Neemis Enterprises: We're #1

“Do people really care enough about student demonstrators to put a thin plastic coating over a 13 gram steel core? People do.”


“The steel core is included in our plastic bullets for the sole purpose of making the round visible on X-Rays. And no one even says thank-you.”


“Pull Trigger. Repeat as Necessary.”


“We bring good things to ruins.”


“Neemis Enterprises: We're Number One! (Just give us the name and address of anyone who disagrees).”


“Better Weapons for a Better Tomorrow.”


“Guns don't kill people. Bullets kill people.”


“All's Well that Aims Well.”


“How am I shooting? Call '1-800-GOOD-AIM'.”


“All disputes will be settled by Porto-Cannon.”


“If they liked the Porto-Cannon, just wait until they see my Wheel Barrow gun.”


“Preserve Wildlife. Or it might explode on you.”


“Hello, this is your Commander speaking. It looks like we have a little incoming fire ahead. At this time I would like to ask all passengers to return to their seats, fasten their safety belts, and extinguish all smoking materials. Have a nice fight.”


“No, I can't afford Dragonstar Insurance. I can barely afford Neemis Insurance.”
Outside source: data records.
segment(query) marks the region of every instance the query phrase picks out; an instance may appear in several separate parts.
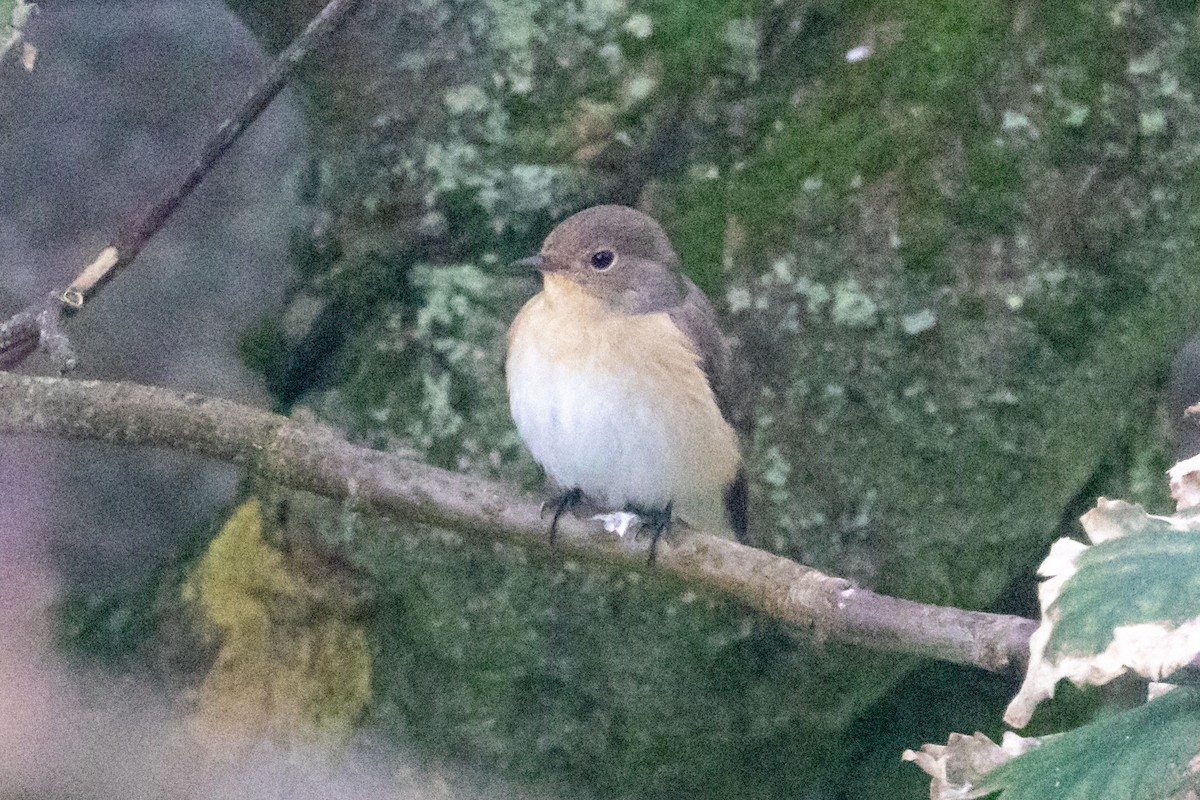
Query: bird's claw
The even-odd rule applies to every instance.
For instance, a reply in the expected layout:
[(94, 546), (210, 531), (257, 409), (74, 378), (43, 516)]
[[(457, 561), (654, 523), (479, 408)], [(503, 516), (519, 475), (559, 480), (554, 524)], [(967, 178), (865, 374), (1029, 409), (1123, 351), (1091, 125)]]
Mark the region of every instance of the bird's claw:
[(557, 544), (558, 538), (558, 520), (563, 513), (570, 511), (583, 502), (583, 490), (576, 486), (574, 489), (567, 489), (542, 503), (542, 508), (538, 512), (538, 516), (542, 519), (546, 516), (546, 509), (554, 507), (554, 517), (550, 520), (550, 549), (553, 550)]
[(658, 555), (658, 540), (671, 539), (672, 530), (672, 511), (671, 503), (667, 503), (665, 508), (646, 510), (629, 509), (637, 513), (641, 517), (642, 525), (638, 528), (638, 532), (634, 534), (635, 540), (640, 540), (646, 531), (650, 531), (650, 565), (654, 565), (654, 560)]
“If found, please drop in any Starguild freight depository. Postage prepaid.”


“Neemis Enterprises-Redemption Value”


“Neemis Enterprises-
Where you want it.
When you want it.
No refund, no return”


Neemis Enterprises
Galactic Tour 2082

Gaylord House, Newport
Cilborn House, Newport
Startech Detention Block, New Eden
Startech Headquarters, New Eden
Startech Reeducation Center, Caulder
Heisson Aeronautics Research Center, Ancell
Imperial Senate, Earth-Sold Out
Galactic Conquest-Cancelled
“Now that you have decided to fix my ships, can I have my Drop Pods Back?”


“What you want is our Extra Large Time Release Capsule, which provides continuous coverage for a full 12 hours.”


“Are your spirits getting low?
Take Amphicaine, and go - go - go!
It's a once in a lifetime experience!”


“The Amphicaine Corps-We're just looking for a few expendable men.”


“The Few.
The Proud.
The Insane.
The Amphicaine Corps.”


“High Casualties? Call Neemis Temp. Warm Bodies when you need them.”


“Scouting reports underestimated enemy forces? Call Neemis Temp. No foe is too big, no fee is too big.”


“Offensive opportunity of a lifetime? Call Neemis Temp. Expendable troops in a hurry.”


“The Government says you can't have it. We say you can. We're Neemis Enterprises.”


“Break the Law with a name you can trust. Smuggle with Neemis Enterprises.”


“When I have trouble sleeping, I take Amne-Forte. At least, I think I take it.”


“I've been taking Amne-Forte since, um, well…and it's done wonders for…well, time for a nap.”


“Who are these guys? Didn't we just blow them up?”


Blam. Blam. Blam. Blam. Blam. Blam.
“Hey, stop that. That hurts. I mean it.”


“If we put armor on the back, it will just encourage them to get shot there.”
“Besides, If they get shot in the back, they deserve it.”


“We were going to call it 'Cyclops', because he didn't have a redundant system either.”


“The Armor sucks, but we all get real big guns.”


“If You Can Read This, You're Doomed..”


“We only came here for the atmosphere.”


“Don't you have better things to do than setting Demo Charges around the house?”